BACKGROUND OF THE INVENTION
Pharmaceutical products with HIV reverse transcriptase (including its resistant varieties) inhibitors are described in U.S. Patent No. 5,519,021. An especially important compound among those disclosed is efavirenz, (4S)-6- chloro-4-(cyclopropylethynyl)-1 ,4-dihydro-4-(trifluoromethyl)-2H-3, 1 -benzoxazin- 2-one.
Efavirenz is used for the preparation of a medicament having nonnucleoside HIV-1 reverse transcriptase inhibiting activity that is useful in the prevention or treatment of infection by HIV and the treatment of AIDS. Efavirenz is sold commercially as SUSTIVA® by Bristol Myers Squibb.
The synthesis of efavirenz and structurally similar reverse transcriptase inhibitors are disclosed in U.S. Pat. No's. 5519021 , 5663169 and 5665720.
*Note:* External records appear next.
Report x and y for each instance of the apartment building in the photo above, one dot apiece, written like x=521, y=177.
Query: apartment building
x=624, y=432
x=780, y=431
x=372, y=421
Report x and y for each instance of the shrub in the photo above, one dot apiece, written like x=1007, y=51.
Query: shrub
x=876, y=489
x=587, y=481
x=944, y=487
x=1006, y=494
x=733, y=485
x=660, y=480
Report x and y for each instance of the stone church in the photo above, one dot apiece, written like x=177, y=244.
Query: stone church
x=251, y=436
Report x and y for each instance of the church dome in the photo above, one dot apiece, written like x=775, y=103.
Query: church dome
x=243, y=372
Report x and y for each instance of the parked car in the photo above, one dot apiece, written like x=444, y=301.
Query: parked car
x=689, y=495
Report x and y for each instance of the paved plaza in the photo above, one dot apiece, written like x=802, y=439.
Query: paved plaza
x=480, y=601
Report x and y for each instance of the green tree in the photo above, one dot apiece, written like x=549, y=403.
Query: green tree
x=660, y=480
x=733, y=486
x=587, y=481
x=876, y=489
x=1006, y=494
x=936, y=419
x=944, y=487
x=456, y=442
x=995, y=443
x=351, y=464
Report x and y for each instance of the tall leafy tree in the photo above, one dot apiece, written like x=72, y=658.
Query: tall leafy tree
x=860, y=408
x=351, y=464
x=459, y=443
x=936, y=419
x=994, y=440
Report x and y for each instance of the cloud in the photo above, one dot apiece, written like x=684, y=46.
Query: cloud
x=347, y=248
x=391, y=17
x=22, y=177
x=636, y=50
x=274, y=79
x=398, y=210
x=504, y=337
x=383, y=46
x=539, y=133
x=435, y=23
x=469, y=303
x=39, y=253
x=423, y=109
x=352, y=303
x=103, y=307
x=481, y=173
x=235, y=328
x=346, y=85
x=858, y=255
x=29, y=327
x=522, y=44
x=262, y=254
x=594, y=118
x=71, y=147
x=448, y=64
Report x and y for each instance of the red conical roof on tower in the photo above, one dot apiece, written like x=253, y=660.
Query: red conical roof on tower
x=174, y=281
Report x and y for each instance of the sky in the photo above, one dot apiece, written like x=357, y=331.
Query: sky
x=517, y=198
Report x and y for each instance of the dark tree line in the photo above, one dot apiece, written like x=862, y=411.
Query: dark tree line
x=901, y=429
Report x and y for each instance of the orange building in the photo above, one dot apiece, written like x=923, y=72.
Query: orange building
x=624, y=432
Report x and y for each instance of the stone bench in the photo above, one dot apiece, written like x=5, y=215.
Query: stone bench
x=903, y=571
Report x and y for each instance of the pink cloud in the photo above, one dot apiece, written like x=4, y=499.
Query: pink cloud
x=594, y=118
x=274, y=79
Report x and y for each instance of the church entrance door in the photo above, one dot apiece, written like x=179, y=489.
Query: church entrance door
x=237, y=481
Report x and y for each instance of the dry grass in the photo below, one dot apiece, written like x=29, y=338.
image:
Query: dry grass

Additionally, several applications have been filed which disclose various aspects of the synthesis of (-)6-chloro-4-cyclopropyl-ethynyl-4-trifluoromethyl-
1 ,4-di hydro-2H-3,1-benzoxazin-2-one including: 1) a process for making the chiral alcohol, U.S. Ser. No. 60/035,462, filed Jan. 14, 1997; 2) the chiral additive, U.S. Ser. No. 60/034,926, filed Jan. 10, 1997; 3) the cyclization reaction, U.S. Ser. No. 60/037,059, filed Feb. 12, 1997; and the anti-solvent crystallization procedure, U.S. Ser. No. 60/037,385 filed Feb. 5, 1997 and U.S.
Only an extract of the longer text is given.